Multiple trials continue to use an Ω-3 intervention dose of 1 g/day of EPA + DHA, which demonstrated significant CVD benefits in the landmark GISSI-P trial. However, trials demonstrating a benefit with this low dose, such as GISSI-P, GISSI-HF and JELIS, were performed in Italian and Japanese populations with higher baseline Ω-3 intake in their regular diet, which may account for their ability to reach a therapeutic level of Ω-3 which confers CVD benefits. The efficacy of modern medical therapy for CVD can further confound the benefits of Ω-3 supplementation due to reduced overall CVD events. Patients in Western nations or nations with lower Ω-3 intake in general may require higher-dose interventions (e.g., 2–4 g/day of EPA + DHA) to reach a therapeutic effect of Ω-3.

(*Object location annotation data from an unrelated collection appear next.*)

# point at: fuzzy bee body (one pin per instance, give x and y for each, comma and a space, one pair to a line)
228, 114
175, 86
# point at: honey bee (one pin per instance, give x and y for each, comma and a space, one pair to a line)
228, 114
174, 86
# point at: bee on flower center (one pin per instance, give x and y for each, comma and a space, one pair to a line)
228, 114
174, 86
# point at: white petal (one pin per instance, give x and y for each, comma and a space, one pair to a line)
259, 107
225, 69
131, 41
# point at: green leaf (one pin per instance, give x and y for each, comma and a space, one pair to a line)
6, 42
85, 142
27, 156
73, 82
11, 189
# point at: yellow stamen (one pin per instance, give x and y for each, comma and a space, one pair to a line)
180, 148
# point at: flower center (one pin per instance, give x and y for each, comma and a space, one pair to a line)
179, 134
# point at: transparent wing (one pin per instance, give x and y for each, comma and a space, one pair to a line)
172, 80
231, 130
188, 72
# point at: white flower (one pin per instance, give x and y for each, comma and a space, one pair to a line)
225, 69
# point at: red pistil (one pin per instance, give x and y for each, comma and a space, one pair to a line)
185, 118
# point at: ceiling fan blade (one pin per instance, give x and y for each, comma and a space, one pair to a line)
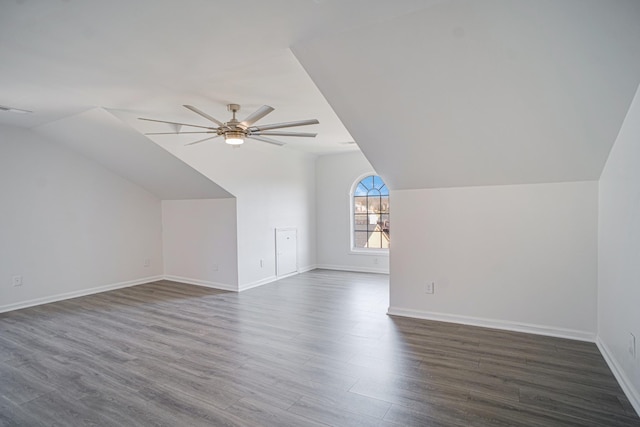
202, 140
257, 115
284, 125
304, 134
267, 140
176, 133
203, 114
176, 123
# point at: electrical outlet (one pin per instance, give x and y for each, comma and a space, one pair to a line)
430, 287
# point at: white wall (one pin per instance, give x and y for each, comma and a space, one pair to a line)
274, 188
335, 175
619, 255
68, 225
520, 257
199, 242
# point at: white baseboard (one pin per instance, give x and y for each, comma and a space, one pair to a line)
494, 324
203, 283
77, 294
258, 283
625, 383
307, 268
352, 268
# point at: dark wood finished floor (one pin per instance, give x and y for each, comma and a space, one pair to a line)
312, 350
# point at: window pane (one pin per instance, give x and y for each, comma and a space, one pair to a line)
371, 214
384, 204
374, 205
384, 222
360, 204
360, 240
361, 222
361, 190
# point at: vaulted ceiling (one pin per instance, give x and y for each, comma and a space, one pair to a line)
435, 93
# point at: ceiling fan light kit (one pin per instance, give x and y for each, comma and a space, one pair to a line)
235, 132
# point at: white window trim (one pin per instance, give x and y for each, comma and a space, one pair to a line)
352, 249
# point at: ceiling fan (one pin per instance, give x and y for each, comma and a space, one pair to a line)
235, 131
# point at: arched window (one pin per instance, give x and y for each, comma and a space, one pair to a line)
370, 202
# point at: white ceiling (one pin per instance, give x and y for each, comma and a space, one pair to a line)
436, 93
485, 92
148, 57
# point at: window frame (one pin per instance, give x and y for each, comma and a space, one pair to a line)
352, 248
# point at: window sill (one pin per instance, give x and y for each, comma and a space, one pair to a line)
372, 252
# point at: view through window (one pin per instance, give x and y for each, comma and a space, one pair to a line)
371, 214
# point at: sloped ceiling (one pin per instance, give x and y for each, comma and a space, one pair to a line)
100, 136
484, 92
437, 93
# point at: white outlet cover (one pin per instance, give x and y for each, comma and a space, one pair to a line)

Several decades and countless dollars have been spent studying the relationship between Ω-3 and CVD without reaching a consensus among clinicians. There is, however, clear evidence from multiple studies that higher doses of Ω-3 (2–4 g/day of EPA + DHA) appear to be safe and to reduce CVD events in multiple CVD populations, which warrants further study to conclusively determine the potential benefits of this safe, inexpensive, and well-tolerated therapy.